In a response to the coronavirus disease 2019 (COVID-19) pandemic, the American Society of Nephrology (ASN) has hosted series of webinars outlining CDC recommendations and policy changes for challenges in the dialysis setting.
In a response to the novel coronavirus (COVID-19) pandemic, the American Society of Nephrology is hosting a series of webinars outlining CDC recommendations and policy changes for challenges in the dialysis setting.
Reducing the number of patients who contract the disease in dialysis settings and addressing the shortage of personal protective equipment (PPE) were the main themes of the webinar broadcast on March 26.
When it comes to screening dialysis patients at intake for COVID-19, the CDC recommends providers identify, separate, and put facemasks on patients who are ill before patients enter the facility.
“It’s really easy for us to say to screen and triage patients, but in reality, it’s something that’s really hard to do,” said Shannon Novosad, MD, of the National Center for Emerging and Zoonotic Infectious Diseases at the CDC.
Novosad explains the CDC also suggests over-the phone screening take place before a patient arrives at the facility. Patients ought to call ahead of time if they have a fever or any respiratory symptoms. To remind patients to do so, facilities could send out automated calls or texts, prompting patients to call ahead if they have symptoms. If the facility is in an area with wide-spread community transmission, additional measures like taking temperatures upon entrance to the facility is recommended.
Environmental cleaning and disinfection are also paramount, and healthcare professionals should be using EPA registered hospital grade disinfectants. Facilities should ensure products also have bloodborne pathogen claims, and ought to disinfect or discard any surface, supplies, or equipment located within 6 ft of symptomatic patients.
Included in the webinar is a dialysis facility checklist. However, utilization of this facility preparedness tool varies depending on rates of community spread transmission in one’s location.
“In communities that have not had a lot of cases yet, this tool could be valuable for them, in thinking through how they are preparing,” said Novosad.
The CDC has drafted criteria on when healthcare professionals with confirmed or suspected cases of COVID-19 should return to work, but protocols differ as to whether each facility implements a testing based or non-testing-based strategy.
“In a lot of areas testing capacity is still not what it should be,” said Novosad. “It’s really difficult to get sometimes the required number of tests to be able to make some of these decisions.”

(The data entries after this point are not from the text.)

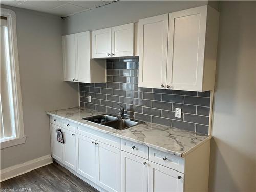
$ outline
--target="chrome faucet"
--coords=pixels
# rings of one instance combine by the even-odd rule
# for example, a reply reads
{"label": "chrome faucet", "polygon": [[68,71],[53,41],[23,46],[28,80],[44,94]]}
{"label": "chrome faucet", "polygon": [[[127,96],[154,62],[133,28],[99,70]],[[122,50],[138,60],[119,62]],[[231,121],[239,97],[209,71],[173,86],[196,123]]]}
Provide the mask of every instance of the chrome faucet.
{"label": "chrome faucet", "polygon": [[121,119],[124,119],[124,108],[122,105],[118,104],[120,106],[120,110],[118,112],[118,114],[120,115]]}

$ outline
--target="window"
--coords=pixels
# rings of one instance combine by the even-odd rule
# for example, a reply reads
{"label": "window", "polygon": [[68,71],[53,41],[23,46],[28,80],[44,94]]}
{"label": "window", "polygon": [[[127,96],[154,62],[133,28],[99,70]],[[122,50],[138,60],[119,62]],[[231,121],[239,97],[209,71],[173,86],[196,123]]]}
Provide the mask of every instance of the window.
{"label": "window", "polygon": [[1,8],[0,22],[1,148],[25,142],[16,35],[16,16]]}

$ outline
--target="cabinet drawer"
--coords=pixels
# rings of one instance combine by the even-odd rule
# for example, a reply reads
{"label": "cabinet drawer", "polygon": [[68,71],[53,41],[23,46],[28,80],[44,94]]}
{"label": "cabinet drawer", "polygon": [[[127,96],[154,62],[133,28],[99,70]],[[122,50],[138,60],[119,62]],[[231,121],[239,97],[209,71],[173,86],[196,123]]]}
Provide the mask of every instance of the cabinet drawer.
{"label": "cabinet drawer", "polygon": [[77,125],[76,133],[84,136],[90,137],[116,148],[121,148],[121,138],[107,134],[90,127],[90,126]]}
{"label": "cabinet drawer", "polygon": [[62,128],[66,129],[68,130],[75,132],[76,129],[76,124],[72,122],[62,120]]}
{"label": "cabinet drawer", "polygon": [[184,160],[180,157],[150,148],[149,160],[163,166],[184,173]]}
{"label": "cabinet drawer", "polygon": [[54,116],[50,116],[50,123],[57,126],[61,126],[61,119]]}
{"label": "cabinet drawer", "polygon": [[122,150],[148,159],[148,147],[147,146],[122,139],[121,143]]}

In the testing strategy, healthcare professionals must receive negative results of an FDA Emergency Use Authorized molecular assay for COVID-19 from at least 2 consecutive nasopharyngeal swab specimens collected more 24 hours apart, for a total of 2 negative specimens.
In comparison, non-testing-based strategies focus more on when symptoms developed and resolved. Healthcare professionals should be excluded from work until “at least 3 days (72 hours) have passed since recovery, defined as resolution of fever without the use of fever-reducing medications and improvement in respiratory symptoms, and at least 7 days have passed since symptoms first appeared.”
Novosad notes these strategies should be taken more as guidelines, and if professionals work with severely immunocompromised patients, they may want to consider lengthening the number of days since illness onset before returning to a facility.
“If you move forward with allowing exposed health care workers to come to work, which many facilities have done, we do encourage a very active symptom monitoring process… we do not want any health care personnel coming to work sick at all, but once they’ve been exposed to COVID-19 we want to be even more careful,” Novosad said. If possible, exposed personnel should wear a face mask for 14 days after exposure
In response to shortages of PPE, the CDC issued strategies facilities can implement to extend the use of certain equipment. Importantly, these strategies are intended to be used when supplies are stressed, running low, or completely absent.
“We all know that PPE shortages are posing a tremendous challenge to our healthcare system. Healthcare facilities across the board are having difficulties accessing needed equipment. They’re having to think through the safest ways possible to provide ongoing patient care,” Novosad said.
Each facility should asses their current PPE inventory, utilization rate, and contingency options offered by local government, to stretch their supply when shortages are anticipated. The recommendations provided by the CDC are “crisis options,” when there is “no or very little PPE left in facility.”
Different strategies have different limitations and Novosad stresses that when facilities undertake a PPE optimization strategy, they should communicate with the frontline staff as to why it’s being implemented.
Transportation is another potential risk factor for patients who may need dialysis. “Patients who experience barriers to transportation often delay dialysis altogether or seek treatments in the ER,” said Anitha Vijayan, MD, director of Acute Dialysis Services at Barnes-Jewish Hospital in St. Louis. “This is absolutely not what we want at this time for sure.”
Vijayan stresses that dialysis center nurse managers “should familiarize themselves on how their patients are being transported to dialysis facilities.” If centers utilize transportation companies, communication on CDC guidelines on cleaning and disinfection is encouraged. Solo transportation is encouraged among presumed positive cases.